The Saratogian (Saratoga, NY)

Vacation memories

- John Gray John Gray is a news anchor on WXXA-Fox TV 23 and ABC’S WTEN News Channel 10. His column is published every Wednesday. Email him at johngray@fox23news.com.

I’m on vacation this week yet being the committed columnist that I am, I wanted to make sure I didn’t forget you, my loyal Wednesday readers. I used to get really excited about summer vacations, summer in general really, but the truth is things change with time. These days I get a little melancholy when special occasions come like Christmas, Easter, Father’s Day and, yes, summer vacation. Anyone over 40 years of age already knows what I’m about to say, that special occasions stir up the ghosts of those who are departed and we wish were still with us. Oh, if only wishing made it so.

Memories are a bit like jagged rocks tucked neatly in a knapsack you carry on your back. You know they’re there yet you still can’t take them out to lighten the load. Worst still is when you forget they’re there and reach into the knapsack and one of those jagged edges, or memories, cuts you unexpected­ly.

That can happen in a million ways: a song on the radio, the smell of a favorite muffin at a bakery you used to visit with someone special or, for me, seeing the big hedges that say “Cape Cod” after crossing the Bourne Bridge.

I’ve been going to the Cape since I was a teenager. I watched my now adult children splash in the warm bay water when they were still in diapers and celebrated many birthdays with pizza at the Gift Barn in Eastham. Trips to P-Town where you could never find parking and whale watches where you saw more people getting sick over the side of the boat than you spied actual whales. Mostly, though, Cape Cod represents my mom to me.

She loved it there, and with my sister at her side they explored every neat place the Cape could try to hide. There isn’t a restaurant where we ate that they hadn’t found first. My mom has been gone about 15 years now but I see her in so many ways. There is an old bench outside a gift shop that she sat on every time we were inside taking too long to pick out a trinket to buy. I see her still sitting on that bench. We loved it there. In fact, my sister adored those trips so much that when it came time to retire the Cape is exactly where she went.

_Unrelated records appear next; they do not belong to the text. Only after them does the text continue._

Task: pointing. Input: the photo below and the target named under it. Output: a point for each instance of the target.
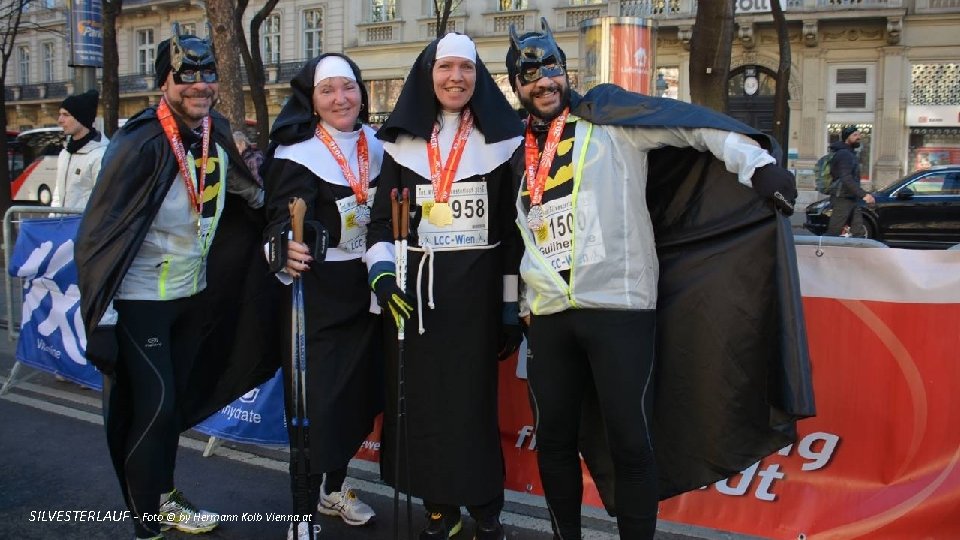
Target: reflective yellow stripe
(577, 177)
(162, 279)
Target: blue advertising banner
(86, 33)
(256, 417)
(52, 338)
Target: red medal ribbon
(359, 187)
(170, 128)
(537, 173)
(443, 180)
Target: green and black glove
(383, 281)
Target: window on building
(23, 55)
(511, 5)
(851, 88)
(312, 32)
(383, 10)
(145, 51)
(270, 39)
(48, 51)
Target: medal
(360, 186)
(535, 218)
(440, 214)
(537, 172)
(362, 215)
(193, 184)
(441, 175)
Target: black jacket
(845, 170)
(138, 170)
(733, 371)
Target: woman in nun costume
(325, 154)
(449, 142)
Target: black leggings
(613, 350)
(158, 344)
(479, 512)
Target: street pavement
(57, 480)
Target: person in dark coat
(325, 153)
(642, 234)
(846, 192)
(448, 142)
(166, 237)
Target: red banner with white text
(882, 457)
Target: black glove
(511, 334)
(102, 349)
(777, 184)
(275, 238)
(383, 281)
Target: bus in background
(14, 154)
(36, 152)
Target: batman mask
(534, 55)
(189, 58)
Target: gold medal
(440, 215)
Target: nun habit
(456, 275)
(343, 341)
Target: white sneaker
(344, 503)
(179, 513)
(303, 533)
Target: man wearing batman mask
(171, 237)
(644, 239)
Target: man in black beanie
(79, 162)
(846, 190)
(171, 239)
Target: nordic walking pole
(400, 214)
(300, 421)
(402, 278)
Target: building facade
(890, 66)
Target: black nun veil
(297, 120)
(417, 107)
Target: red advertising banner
(882, 457)
(619, 50)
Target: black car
(921, 210)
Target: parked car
(921, 210)
(40, 148)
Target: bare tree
(226, 42)
(253, 62)
(710, 48)
(441, 10)
(781, 108)
(110, 93)
(11, 14)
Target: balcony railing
(688, 8)
(49, 90)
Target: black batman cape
(241, 343)
(733, 372)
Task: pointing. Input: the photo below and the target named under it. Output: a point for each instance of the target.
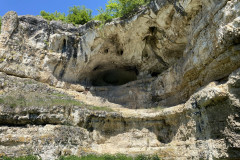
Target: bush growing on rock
(53, 16)
(82, 15)
(79, 15)
(0, 23)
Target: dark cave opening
(114, 77)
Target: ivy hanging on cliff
(82, 15)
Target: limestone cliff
(167, 80)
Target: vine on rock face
(81, 15)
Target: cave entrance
(114, 77)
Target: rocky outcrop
(176, 62)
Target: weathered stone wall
(180, 57)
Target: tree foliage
(53, 16)
(0, 23)
(119, 8)
(79, 15)
(82, 15)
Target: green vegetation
(53, 16)
(0, 23)
(82, 15)
(120, 8)
(79, 15)
(91, 157)
(20, 158)
(110, 157)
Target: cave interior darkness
(113, 76)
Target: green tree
(79, 15)
(119, 8)
(53, 16)
(103, 15)
(0, 23)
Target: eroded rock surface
(176, 62)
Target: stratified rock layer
(180, 57)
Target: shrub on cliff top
(53, 16)
(0, 23)
(79, 15)
(82, 15)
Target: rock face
(176, 62)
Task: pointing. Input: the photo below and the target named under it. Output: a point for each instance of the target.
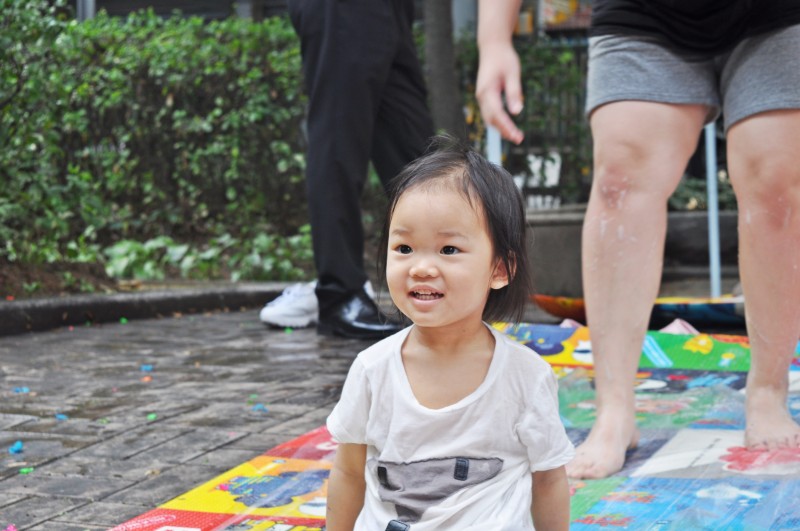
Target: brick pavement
(118, 418)
(150, 409)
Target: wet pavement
(105, 421)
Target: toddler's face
(440, 264)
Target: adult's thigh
(644, 147)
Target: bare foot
(769, 425)
(603, 451)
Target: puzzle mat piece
(718, 454)
(725, 310)
(572, 347)
(650, 442)
(243, 498)
(664, 400)
(266, 490)
(735, 503)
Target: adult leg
(346, 60)
(640, 152)
(404, 126)
(762, 161)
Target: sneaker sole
(302, 322)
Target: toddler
(449, 424)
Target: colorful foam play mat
(727, 310)
(689, 471)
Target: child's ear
(501, 276)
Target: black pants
(367, 101)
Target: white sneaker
(297, 306)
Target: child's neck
(447, 340)
(444, 367)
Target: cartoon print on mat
(413, 487)
(695, 478)
(780, 462)
(268, 525)
(274, 491)
(688, 503)
(653, 408)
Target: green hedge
(115, 129)
(174, 146)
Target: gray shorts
(760, 74)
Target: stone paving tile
(35, 510)
(201, 375)
(167, 485)
(100, 515)
(223, 457)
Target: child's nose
(423, 268)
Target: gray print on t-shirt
(413, 487)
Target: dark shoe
(357, 317)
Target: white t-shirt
(466, 466)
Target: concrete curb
(18, 317)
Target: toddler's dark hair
(485, 186)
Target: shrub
(143, 127)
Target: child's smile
(440, 263)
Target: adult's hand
(498, 76)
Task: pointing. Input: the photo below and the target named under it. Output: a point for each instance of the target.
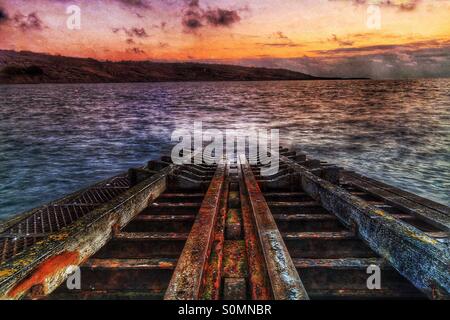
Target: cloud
(28, 22)
(402, 5)
(340, 42)
(194, 17)
(132, 32)
(3, 16)
(414, 60)
(142, 4)
(135, 50)
(279, 39)
(221, 17)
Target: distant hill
(29, 67)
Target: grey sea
(55, 139)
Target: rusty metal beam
(284, 279)
(259, 283)
(424, 261)
(42, 268)
(187, 279)
(438, 218)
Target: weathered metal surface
(438, 218)
(284, 279)
(188, 276)
(141, 264)
(234, 289)
(42, 267)
(259, 282)
(233, 228)
(405, 194)
(212, 281)
(341, 264)
(27, 228)
(424, 261)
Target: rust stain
(47, 269)
(5, 273)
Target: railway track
(310, 231)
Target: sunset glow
(320, 37)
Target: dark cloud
(28, 22)
(3, 16)
(340, 42)
(392, 62)
(279, 39)
(281, 35)
(135, 50)
(143, 4)
(280, 45)
(132, 32)
(195, 17)
(383, 47)
(221, 17)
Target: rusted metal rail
(199, 231)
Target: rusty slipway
(199, 231)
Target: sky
(345, 38)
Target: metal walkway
(225, 232)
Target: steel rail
(186, 282)
(423, 260)
(284, 279)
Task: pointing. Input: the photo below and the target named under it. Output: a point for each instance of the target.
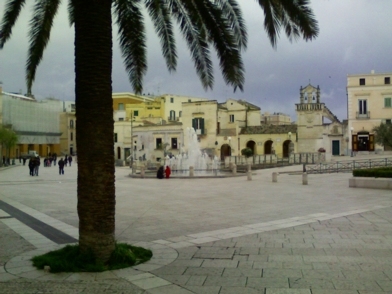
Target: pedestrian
(37, 163)
(61, 166)
(167, 172)
(31, 166)
(160, 172)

I think one of the reasons people love going to Cape Cod, or similar places in Maine, New Hampshire and Rhode Island is because they don’t change much. So when a fiveyear-old grows up and has a five-year-old of their own they can say, “This is where my mom and dad used to buy me salt water taffy.” There’s something comforting about that, don’t you think?

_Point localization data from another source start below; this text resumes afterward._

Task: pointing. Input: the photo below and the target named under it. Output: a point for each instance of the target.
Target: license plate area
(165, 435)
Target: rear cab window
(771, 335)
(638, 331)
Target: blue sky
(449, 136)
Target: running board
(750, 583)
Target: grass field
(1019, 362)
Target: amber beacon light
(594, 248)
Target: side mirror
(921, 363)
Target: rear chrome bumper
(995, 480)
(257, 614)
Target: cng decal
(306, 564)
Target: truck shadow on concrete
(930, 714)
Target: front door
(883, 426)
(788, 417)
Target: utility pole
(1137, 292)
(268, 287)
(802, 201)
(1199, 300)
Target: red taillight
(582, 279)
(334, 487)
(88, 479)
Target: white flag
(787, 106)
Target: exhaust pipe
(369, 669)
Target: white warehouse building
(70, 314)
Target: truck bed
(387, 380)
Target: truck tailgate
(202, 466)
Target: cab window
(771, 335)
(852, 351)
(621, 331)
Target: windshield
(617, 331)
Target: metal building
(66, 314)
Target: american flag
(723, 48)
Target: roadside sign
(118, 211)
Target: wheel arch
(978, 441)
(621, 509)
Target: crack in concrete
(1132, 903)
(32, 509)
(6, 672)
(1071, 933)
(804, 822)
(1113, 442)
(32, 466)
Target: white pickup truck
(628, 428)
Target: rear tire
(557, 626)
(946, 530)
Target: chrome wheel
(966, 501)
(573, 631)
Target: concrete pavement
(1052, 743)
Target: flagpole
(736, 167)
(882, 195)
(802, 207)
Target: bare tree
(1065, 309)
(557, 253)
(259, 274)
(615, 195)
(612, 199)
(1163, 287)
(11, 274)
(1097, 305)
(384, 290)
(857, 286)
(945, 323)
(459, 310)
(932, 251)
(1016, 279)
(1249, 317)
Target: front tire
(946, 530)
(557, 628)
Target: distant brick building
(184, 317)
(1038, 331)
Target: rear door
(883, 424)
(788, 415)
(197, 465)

My dad was never a big vacation guy; he preferred being at home with his dog and newspaper and cup of coffee sitting on the deck. We’d tease him about not wanting to go away, but the truth is we knew he was happy — and what more could you ask from time off from work? Not to say he never took us on a family vacation, there were plenty of camping trips when I was a wee lad. The Watervliet Arsenal would shut down for two weeks every summer and off we’d go with our old green army tent to places like Caroga and Canada Lake. I know camping isn’t for everybody, including me, but I think every child should experience it at least once. Relieving yourself in the pitch-dark at 3 a.m. in a rickety old community outhouse is an experience you never forget.

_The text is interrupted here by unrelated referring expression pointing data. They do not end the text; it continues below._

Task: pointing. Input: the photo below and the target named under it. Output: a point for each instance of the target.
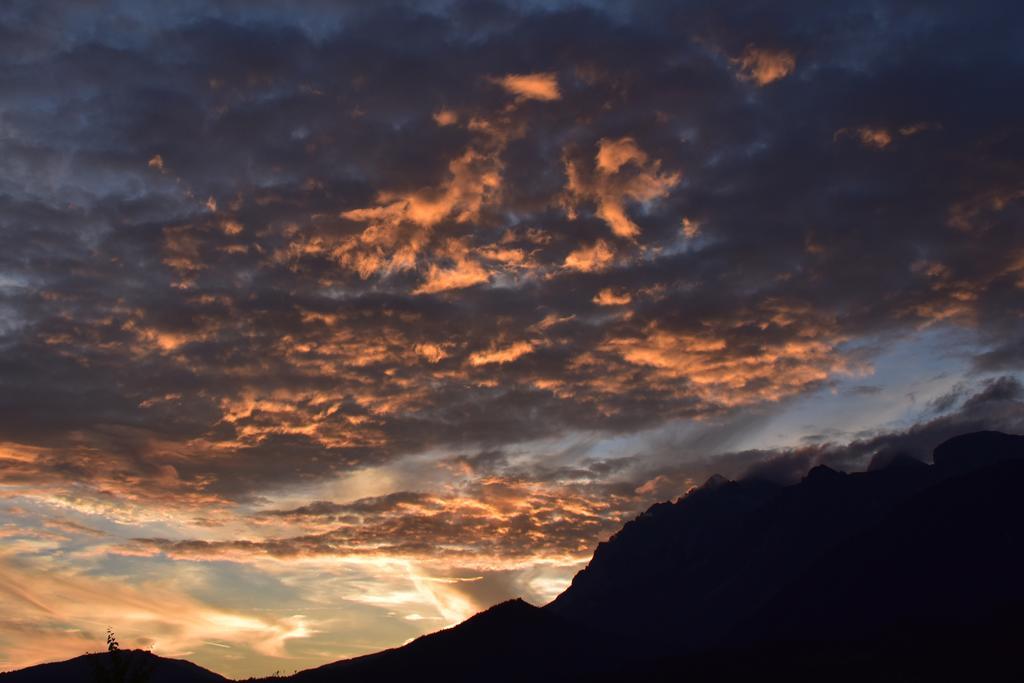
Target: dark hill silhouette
(904, 572)
(83, 670)
(507, 642)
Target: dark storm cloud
(546, 512)
(239, 251)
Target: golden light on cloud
(542, 86)
(623, 173)
(445, 118)
(502, 354)
(608, 297)
(596, 257)
(62, 613)
(691, 228)
(764, 66)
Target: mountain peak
(821, 473)
(714, 481)
(969, 452)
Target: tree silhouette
(118, 668)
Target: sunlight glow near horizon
(324, 329)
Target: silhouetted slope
(512, 641)
(950, 556)
(82, 670)
(905, 572)
(684, 574)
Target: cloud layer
(445, 291)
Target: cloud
(764, 66)
(419, 278)
(607, 297)
(611, 186)
(590, 258)
(56, 614)
(542, 86)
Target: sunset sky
(326, 325)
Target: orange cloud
(608, 297)
(531, 86)
(445, 118)
(589, 259)
(764, 66)
(502, 355)
(56, 613)
(623, 173)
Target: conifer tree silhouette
(118, 668)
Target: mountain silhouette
(84, 670)
(905, 572)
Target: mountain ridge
(877, 567)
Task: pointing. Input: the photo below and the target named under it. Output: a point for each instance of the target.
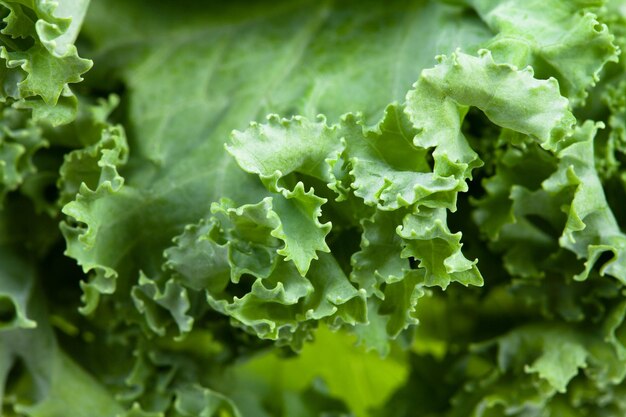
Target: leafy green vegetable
(313, 209)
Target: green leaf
(561, 38)
(41, 59)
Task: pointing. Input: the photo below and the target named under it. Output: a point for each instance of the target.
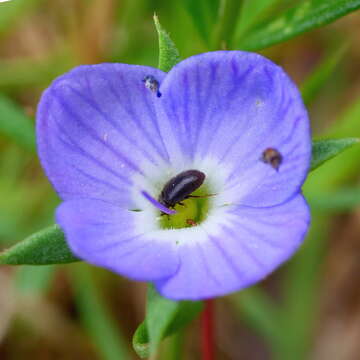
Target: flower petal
(106, 235)
(230, 106)
(97, 128)
(248, 248)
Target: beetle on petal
(109, 144)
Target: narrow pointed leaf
(340, 200)
(324, 150)
(95, 316)
(45, 247)
(164, 317)
(303, 17)
(168, 53)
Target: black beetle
(273, 157)
(180, 187)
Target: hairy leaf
(45, 247)
(164, 317)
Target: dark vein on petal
(94, 135)
(130, 112)
(206, 265)
(76, 148)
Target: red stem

One of the funny things about vacations is you’ll drive four hours away, pick a spot on a huge beach and end up with someone who lives two blocks away back at home laying their blanket right near you. It happened to me just last year in Orleans, Massachuse­tts, as my son Jackson turned to me and said, “Is that my friend Luke?” Sure enough, there he was with the rest of his family literally twenty feet from us on Nauset Beach.

So this week I’m taking a quick trip over to the Cape to visit my sister, jump into the freezing cold ocean and stir up a few of those ghosts I mentioned earlier. It’s not a bad thing rememberin­g the good times even if it does break your heart a little. I think that’s the admission price for having lived a full life, those memories that push and pull and leave you emotionall­y sore.

Even though I’m not here this week, I hope this column finds you well and I hope you get some time off yourself this summer. Just don’t forget three things — bring lots of money, always wear sunscreen and watch out for great whites and great memories. They’re both lurking just below the murky water in a place the lifeguards dare not go.